Evaluating degradation efficiency of pesticides by persulfate, Fenton, and ozonation oxidation processes with machine learning.
Journal:
Environmental research
Published Date:
Apr 5, 2025
Abstract
Quantifying organic properties is pivotal for enhancing the precision and interpretability of degradation predictive machine learning (ML) models. This study used Binary Morgan Fingerprints (B-MF) and Count-Based Morgan Fingerprints (C-MF) to quantify pesticide structure, and built the ML model to forecast degradation rates of pesticides by persulfate (PS), Fenton (FT) and ozone oxidation (OZ). The result demonstrated that the C-MF-XGBoost model excelled, achieving R of 0.914, 0.934, and 0.971 on test-sets for the above three processes, respectively. The model accurately linked molecular structural variations to degradation rates, demonstrating that impact of molecular structure on the degradation rate was observed to be 12.4 %, 15.2 %, and 21.6 % respectively, across a broader range of SHAP values.

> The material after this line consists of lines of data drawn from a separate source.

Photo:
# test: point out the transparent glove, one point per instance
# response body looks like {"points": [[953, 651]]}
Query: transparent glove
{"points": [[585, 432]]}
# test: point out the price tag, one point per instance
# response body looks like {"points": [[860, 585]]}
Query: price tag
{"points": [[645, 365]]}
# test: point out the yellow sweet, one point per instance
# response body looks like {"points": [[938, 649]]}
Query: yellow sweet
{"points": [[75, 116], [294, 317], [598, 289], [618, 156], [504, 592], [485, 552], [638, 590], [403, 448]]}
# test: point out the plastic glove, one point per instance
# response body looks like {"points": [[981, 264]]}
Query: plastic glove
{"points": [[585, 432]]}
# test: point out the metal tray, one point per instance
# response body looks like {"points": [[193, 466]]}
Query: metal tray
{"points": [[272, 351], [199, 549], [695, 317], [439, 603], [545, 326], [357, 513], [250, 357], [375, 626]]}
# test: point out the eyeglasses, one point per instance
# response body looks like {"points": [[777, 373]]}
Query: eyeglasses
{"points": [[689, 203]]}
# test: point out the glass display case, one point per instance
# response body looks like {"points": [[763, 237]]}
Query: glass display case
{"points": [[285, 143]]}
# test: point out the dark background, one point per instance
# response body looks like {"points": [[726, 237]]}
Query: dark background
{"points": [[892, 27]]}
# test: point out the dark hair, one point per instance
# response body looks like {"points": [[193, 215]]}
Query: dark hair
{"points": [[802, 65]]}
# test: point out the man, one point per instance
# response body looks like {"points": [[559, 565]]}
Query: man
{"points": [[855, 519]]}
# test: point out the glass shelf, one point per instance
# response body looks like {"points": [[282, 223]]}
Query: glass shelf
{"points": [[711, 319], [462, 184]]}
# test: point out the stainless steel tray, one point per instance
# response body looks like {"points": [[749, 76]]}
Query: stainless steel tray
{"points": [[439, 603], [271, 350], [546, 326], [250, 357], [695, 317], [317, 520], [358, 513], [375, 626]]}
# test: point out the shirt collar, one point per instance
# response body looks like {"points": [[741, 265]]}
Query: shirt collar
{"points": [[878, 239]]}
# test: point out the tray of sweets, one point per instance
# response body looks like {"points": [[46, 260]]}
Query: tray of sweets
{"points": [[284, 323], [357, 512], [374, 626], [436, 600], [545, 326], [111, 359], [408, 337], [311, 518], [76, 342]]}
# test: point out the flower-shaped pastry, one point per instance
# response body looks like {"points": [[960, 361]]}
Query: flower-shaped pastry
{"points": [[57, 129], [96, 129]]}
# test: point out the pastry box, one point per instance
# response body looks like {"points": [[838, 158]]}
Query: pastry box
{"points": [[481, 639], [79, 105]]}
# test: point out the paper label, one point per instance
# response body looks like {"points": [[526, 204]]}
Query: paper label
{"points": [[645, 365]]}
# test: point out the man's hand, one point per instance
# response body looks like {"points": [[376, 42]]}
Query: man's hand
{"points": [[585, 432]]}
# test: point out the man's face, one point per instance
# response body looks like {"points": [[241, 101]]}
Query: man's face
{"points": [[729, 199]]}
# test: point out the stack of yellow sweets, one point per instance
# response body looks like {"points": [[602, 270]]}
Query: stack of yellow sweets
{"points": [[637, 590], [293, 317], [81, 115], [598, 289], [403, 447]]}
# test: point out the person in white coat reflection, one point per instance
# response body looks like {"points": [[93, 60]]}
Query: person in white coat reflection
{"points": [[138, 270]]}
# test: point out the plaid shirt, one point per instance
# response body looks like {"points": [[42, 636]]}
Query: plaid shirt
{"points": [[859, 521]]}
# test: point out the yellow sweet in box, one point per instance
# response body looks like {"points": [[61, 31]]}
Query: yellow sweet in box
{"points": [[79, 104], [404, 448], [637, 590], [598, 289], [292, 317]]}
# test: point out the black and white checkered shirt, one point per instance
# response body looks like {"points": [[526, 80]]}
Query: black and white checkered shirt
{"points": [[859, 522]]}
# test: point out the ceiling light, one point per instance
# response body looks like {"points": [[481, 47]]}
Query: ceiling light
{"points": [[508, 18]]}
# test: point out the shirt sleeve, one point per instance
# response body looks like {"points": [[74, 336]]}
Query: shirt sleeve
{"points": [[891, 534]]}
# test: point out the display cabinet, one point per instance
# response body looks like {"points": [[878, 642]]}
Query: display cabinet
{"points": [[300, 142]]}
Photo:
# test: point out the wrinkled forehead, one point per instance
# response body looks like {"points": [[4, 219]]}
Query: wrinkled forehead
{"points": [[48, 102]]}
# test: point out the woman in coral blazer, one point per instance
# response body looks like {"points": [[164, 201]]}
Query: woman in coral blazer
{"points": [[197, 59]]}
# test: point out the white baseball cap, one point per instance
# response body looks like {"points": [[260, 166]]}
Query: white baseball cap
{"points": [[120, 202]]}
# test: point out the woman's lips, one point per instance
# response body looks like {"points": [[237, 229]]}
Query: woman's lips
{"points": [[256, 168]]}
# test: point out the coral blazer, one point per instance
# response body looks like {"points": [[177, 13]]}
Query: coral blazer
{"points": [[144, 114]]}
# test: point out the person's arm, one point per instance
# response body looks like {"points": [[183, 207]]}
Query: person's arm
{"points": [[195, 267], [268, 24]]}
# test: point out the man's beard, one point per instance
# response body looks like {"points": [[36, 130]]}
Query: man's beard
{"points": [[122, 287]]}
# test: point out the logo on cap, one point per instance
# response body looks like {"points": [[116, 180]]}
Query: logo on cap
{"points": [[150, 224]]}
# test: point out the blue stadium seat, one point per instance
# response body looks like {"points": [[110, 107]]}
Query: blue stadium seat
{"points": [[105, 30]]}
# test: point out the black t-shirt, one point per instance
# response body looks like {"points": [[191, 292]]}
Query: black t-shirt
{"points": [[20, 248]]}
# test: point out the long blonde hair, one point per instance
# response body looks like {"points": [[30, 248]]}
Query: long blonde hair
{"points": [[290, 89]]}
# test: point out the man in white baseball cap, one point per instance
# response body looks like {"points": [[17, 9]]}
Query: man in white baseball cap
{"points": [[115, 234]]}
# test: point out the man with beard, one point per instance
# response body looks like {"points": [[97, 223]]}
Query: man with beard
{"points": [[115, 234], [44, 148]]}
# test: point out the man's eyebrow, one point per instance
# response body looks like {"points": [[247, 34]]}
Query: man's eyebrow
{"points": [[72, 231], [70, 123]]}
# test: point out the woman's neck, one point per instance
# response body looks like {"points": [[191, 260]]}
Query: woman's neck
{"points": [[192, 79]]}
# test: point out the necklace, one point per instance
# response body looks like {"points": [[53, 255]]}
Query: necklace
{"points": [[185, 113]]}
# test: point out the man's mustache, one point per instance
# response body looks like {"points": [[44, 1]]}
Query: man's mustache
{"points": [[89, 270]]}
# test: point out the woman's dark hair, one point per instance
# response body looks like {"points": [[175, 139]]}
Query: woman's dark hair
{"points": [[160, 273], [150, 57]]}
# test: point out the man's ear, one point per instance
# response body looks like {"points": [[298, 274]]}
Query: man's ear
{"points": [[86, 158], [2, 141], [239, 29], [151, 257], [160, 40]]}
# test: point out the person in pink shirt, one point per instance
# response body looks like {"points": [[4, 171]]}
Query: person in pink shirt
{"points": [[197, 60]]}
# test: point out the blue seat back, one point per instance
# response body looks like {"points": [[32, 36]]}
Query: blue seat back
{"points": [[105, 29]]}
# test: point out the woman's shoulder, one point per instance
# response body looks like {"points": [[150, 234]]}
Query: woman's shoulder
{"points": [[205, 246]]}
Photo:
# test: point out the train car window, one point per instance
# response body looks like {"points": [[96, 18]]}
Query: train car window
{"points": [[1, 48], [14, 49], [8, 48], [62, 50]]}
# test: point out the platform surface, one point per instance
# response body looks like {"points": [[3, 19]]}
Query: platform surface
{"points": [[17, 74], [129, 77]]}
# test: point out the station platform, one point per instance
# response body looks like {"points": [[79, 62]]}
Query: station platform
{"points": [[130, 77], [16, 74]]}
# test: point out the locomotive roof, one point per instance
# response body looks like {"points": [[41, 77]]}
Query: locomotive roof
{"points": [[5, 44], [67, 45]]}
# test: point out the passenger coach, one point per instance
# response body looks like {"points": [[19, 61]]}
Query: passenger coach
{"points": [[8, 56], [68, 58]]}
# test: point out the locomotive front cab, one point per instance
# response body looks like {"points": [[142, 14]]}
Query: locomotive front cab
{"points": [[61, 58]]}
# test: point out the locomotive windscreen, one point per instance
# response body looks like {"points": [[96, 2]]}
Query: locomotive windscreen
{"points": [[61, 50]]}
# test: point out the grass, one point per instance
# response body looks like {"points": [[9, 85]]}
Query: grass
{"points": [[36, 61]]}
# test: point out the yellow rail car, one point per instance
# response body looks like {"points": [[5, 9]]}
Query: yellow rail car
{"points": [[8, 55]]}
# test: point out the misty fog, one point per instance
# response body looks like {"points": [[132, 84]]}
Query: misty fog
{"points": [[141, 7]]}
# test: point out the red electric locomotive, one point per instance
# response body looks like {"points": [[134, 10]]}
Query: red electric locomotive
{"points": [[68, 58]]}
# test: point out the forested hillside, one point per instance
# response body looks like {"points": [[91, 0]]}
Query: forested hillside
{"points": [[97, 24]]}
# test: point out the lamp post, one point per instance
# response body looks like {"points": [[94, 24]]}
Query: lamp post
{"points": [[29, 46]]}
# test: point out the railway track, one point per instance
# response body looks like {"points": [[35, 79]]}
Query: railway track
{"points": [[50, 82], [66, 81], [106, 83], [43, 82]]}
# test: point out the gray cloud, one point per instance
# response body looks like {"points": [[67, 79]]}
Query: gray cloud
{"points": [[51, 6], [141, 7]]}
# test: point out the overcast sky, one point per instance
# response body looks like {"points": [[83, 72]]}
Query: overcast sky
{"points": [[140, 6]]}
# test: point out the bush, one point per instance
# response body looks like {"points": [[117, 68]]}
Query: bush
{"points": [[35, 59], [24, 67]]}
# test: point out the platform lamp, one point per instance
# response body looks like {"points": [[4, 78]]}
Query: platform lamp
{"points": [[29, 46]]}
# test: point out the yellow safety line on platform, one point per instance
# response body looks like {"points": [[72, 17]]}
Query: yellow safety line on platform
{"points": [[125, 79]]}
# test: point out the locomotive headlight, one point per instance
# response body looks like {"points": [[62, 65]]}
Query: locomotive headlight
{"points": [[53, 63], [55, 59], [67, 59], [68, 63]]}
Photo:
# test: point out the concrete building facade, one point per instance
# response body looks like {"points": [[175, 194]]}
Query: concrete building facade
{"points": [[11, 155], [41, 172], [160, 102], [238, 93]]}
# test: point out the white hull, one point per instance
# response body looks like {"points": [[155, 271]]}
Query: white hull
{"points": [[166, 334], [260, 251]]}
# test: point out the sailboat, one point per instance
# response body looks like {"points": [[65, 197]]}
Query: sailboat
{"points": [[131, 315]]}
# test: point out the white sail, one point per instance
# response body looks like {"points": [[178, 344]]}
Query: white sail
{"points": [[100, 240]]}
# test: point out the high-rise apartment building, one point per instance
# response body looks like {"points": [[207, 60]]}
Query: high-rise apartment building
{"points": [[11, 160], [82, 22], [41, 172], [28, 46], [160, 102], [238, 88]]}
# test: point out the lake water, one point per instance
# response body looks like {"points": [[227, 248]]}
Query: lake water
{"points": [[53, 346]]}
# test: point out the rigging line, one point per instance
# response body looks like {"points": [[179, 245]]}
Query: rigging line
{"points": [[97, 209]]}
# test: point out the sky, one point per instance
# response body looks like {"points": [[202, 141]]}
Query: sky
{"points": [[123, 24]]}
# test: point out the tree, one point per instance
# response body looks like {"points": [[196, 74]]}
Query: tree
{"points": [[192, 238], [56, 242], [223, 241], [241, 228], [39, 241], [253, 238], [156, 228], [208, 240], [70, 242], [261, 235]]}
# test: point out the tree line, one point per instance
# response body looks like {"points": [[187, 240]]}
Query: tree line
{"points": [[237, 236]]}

Additionally, optimal pH ranges were identified for PS (3.5-5.5) and FT (2.5-4.0), while OZ showed a positive correlation with pH. The model identified electron gain/loss groups' promoting/inhibiting effects on degradation rates and highlighted the significance of N atomic structures in PS. Then, Tanimoto coefficient was used to evaluate the applicability of the model. This study lays a groundwork for quantifying organic compound structures and predicting their degradation impacts, presenting a novel framework to assess future organic pollutants' degradation performance.